J'ai déjà en partie répondu à votre question en indiquant qu'il convient que notre société devienne résiliente dans une prise de responsabilité des citoyens.
Le 3 juillet 2009, j'avais enjoint au directeur général du travail, Jean‑Denis Combrexelle à l'époque, de sortir une circulaire sur la continuité de l'activité économique, prévoyant une réserve de masques dans les entreprises, en particulier de masques FFP2 pour les salariés en contact avec le public, ainsi que pour les personnels qui manient les déchets et les ordures ménagères, et lui avais enjoint de procéder à ces achats de masques, sur le compte des entreprises, et non sur celui de l'État, par l'intermédiaire de l'Union des groupements d'achats publics (UGAP). Ce courrier lui a été adressé le 3 juillet 2009 – nous n'avions donc pas encore le premier cas – car je voulais que l'activité économique soit ainsi préservée.
Dès lors que la prise de responsabilité est diffusée dans le public, je pense que le respect des mesures barrière est mieux accepté. Si c'est l'État qui demande de porter un masque, on rechigne à le faire. D'abord, on n'aime pas le ministre, parce qu'on ne soutient pas sa politique et parce que, de toute façon, il vit probablement dans un palais doré, avec des meubles Louis XV, où des huissiers à chaîne lui ouvrent la porte, il ne peut donc pas connaître la réalité des choses. Mais si, dans votre entreprise, un référent pandémie vous indique qu'un stock de masques a été constitué et réunit les salariés pour leur expliquer comment s'en servir, je pense que l'on peut faire en sorte que les mesures barrière soient acceptées. De même, on peut passer par des lieux de théâtre, de culture, d'éducation. C'est par la diffusion de ces mesures au sein de la société que nous parviendrons à une société résiliente.
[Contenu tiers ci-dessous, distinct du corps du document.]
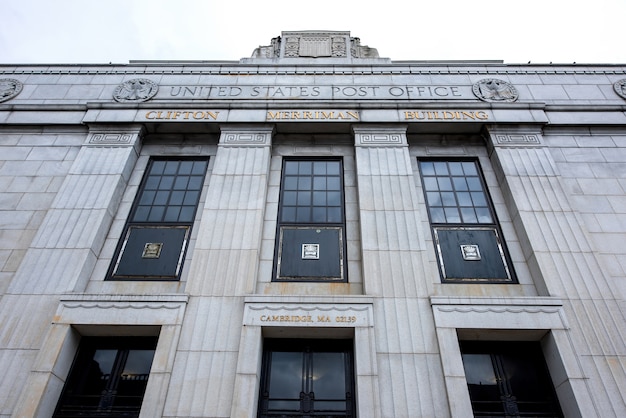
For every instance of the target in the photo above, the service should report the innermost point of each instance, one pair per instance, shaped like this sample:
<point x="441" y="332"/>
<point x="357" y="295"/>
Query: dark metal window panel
<point x="157" y="232"/>
<point x="307" y="378"/>
<point x="108" y="378"/>
<point x="135" y="262"/>
<point x="509" y="379"/>
<point x="293" y="264"/>
<point x="311" y="214"/>
<point x="488" y="265"/>
<point x="465" y="228"/>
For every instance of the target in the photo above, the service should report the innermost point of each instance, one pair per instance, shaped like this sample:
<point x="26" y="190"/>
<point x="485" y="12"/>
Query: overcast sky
<point x="92" y="31"/>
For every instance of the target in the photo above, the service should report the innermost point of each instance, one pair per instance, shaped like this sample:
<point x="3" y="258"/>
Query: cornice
<point x="345" y="69"/>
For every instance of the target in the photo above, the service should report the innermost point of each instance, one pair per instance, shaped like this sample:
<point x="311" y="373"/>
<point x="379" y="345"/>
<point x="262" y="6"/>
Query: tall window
<point x="508" y="379"/>
<point x="311" y="226"/>
<point x="467" y="236"/>
<point x="108" y="378"/>
<point x="307" y="378"/>
<point x="156" y="234"/>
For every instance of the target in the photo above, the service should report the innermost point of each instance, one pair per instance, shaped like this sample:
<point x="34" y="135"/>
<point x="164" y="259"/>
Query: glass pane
<point x="288" y="214"/>
<point x="478" y="369"/>
<point x="304" y="183"/>
<point x="333" y="168"/>
<point x="469" y="168"/>
<point x="305" y="167"/>
<point x="186" y="214"/>
<point x="319" y="167"/>
<point x="161" y="197"/>
<point x="428" y="168"/>
<point x="444" y="183"/>
<point x="328" y="378"/>
<point x="152" y="183"/>
<point x="156" y="214"/>
<point x="452" y="215"/>
<point x="319" y="183"/>
<point x="157" y="167"/>
<point x="437" y="215"/>
<point x="448" y="199"/>
<point x="319" y="214"/>
<point x="142" y="213"/>
<point x="319" y="198"/>
<point x="441" y="168"/>
<point x="291" y="167"/>
<point x="285" y="380"/>
<point x="104" y="360"/>
<point x="195" y="183"/>
<point x="484" y="216"/>
<point x="291" y="183"/>
<point x="191" y="198"/>
<point x="303" y="214"/>
<point x="147" y="197"/>
<point x="474" y="183"/>
<point x="334" y="214"/>
<point x="333" y="183"/>
<point x="199" y="167"/>
<point x="138" y="363"/>
<point x="479" y="199"/>
<point x="468" y="215"/>
<point x="434" y="199"/>
<point x="171" y="167"/>
<point x="185" y="167"/>
<point x="456" y="169"/>
<point x="304" y="198"/>
<point x="464" y="199"/>
<point x="181" y="182"/>
<point x="171" y="214"/>
<point x="430" y="183"/>
<point x="166" y="182"/>
<point x="334" y="198"/>
<point x="289" y="198"/>
<point x="459" y="183"/>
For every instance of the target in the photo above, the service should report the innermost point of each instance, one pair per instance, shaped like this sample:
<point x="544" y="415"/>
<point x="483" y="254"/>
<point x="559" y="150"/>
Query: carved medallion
<point x="620" y="88"/>
<point x="136" y="90"/>
<point x="9" y="88"/>
<point x="494" y="90"/>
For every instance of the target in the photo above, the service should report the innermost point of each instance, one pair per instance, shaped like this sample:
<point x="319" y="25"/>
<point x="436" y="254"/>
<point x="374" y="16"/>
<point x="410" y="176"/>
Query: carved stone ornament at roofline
<point x="9" y="88"/>
<point x="620" y="88"/>
<point x="315" y="44"/>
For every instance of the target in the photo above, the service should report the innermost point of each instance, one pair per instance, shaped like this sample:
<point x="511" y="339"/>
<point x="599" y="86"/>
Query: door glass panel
<point x="285" y="376"/>
<point x="328" y="376"/>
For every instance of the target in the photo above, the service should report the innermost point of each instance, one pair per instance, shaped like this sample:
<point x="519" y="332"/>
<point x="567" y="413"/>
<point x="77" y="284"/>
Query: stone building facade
<point x="313" y="231"/>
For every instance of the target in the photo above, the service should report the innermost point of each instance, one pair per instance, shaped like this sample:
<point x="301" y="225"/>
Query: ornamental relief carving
<point x="494" y="90"/>
<point x="135" y="90"/>
<point x="9" y="88"/>
<point x="620" y="88"/>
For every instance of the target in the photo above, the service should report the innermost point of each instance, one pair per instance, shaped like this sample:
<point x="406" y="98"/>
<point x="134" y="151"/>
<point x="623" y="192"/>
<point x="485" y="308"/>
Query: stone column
<point x="223" y="269"/>
<point x="64" y="250"/>
<point x="394" y="260"/>
<point x="563" y="264"/>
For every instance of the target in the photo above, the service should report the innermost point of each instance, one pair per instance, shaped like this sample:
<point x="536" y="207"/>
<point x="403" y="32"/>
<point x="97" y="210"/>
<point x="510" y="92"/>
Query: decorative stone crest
<point x="9" y="88"/>
<point x="494" y="90"/>
<point x="620" y="88"/>
<point x="315" y="44"/>
<point x="136" y="90"/>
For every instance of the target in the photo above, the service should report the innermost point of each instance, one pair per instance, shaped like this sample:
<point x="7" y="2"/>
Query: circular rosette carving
<point x="136" y="90"/>
<point x="494" y="90"/>
<point x="620" y="88"/>
<point x="9" y="88"/>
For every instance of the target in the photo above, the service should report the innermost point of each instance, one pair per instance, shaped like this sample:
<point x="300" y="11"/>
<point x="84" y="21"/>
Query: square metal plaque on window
<point x="310" y="251"/>
<point x="152" y="250"/>
<point x="470" y="252"/>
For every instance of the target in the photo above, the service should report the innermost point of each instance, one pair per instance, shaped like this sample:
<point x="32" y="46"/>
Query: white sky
<point x="92" y="31"/>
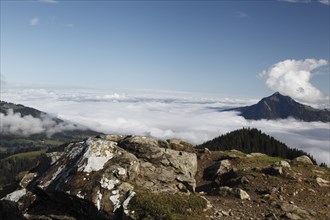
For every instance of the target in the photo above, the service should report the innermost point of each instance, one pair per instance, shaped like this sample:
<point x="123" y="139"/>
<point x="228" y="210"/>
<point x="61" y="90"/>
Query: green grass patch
<point x="29" y="155"/>
<point x="149" y="205"/>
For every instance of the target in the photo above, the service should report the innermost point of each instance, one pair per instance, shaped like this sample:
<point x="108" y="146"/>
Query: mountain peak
<point x="278" y="106"/>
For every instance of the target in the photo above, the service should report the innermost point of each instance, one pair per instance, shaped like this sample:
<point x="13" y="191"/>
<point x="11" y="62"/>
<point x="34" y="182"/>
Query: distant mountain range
<point x="278" y="106"/>
<point x="249" y="140"/>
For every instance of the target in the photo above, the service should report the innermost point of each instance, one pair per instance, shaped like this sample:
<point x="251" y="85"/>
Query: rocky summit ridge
<point x="134" y="177"/>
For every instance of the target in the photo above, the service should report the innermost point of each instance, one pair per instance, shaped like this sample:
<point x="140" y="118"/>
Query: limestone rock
<point x="237" y="192"/>
<point x="303" y="159"/>
<point x="322" y="182"/>
<point x="97" y="177"/>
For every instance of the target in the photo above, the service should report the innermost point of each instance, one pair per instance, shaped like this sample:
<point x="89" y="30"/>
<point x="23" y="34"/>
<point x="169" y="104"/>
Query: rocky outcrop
<point x="237" y="192"/>
<point x="100" y="175"/>
<point x="303" y="160"/>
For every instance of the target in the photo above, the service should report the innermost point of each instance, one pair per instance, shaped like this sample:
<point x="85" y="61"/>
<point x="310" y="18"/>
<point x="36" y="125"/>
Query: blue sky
<point x="198" y="46"/>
Tout ce qui viendra d'en haut ne sera pas accepté. Cela donnera lieu à un procès politique, d'autant que la politique française s'est profondément émiettée. Les dernières élections municipales l'ont montré. J'ai été frappée par l'abstention et le nombre de maires élus de façon minoritaire. Ce n'était pas l'habitude dans notre pays. Désormais, certains maires géreront les villes avec les suffrages de 15 % des inscrits. Quand, avec une abstention de 60 %, on obtient 40 % des voix, le calcul est facile à faire ! La parole politique est tellement décrédibilisée et émiettée que tout ce qui paraîtra venir d'en haut sera ressenti comme une atteinte aux libertés individuelles. Cette société résiliente doit donner la parole et la responsabilité aux citoyens. Ils peuvent d'ores et déjà la prendre, et il le faut, car c'est la seule façon d'y parvenir.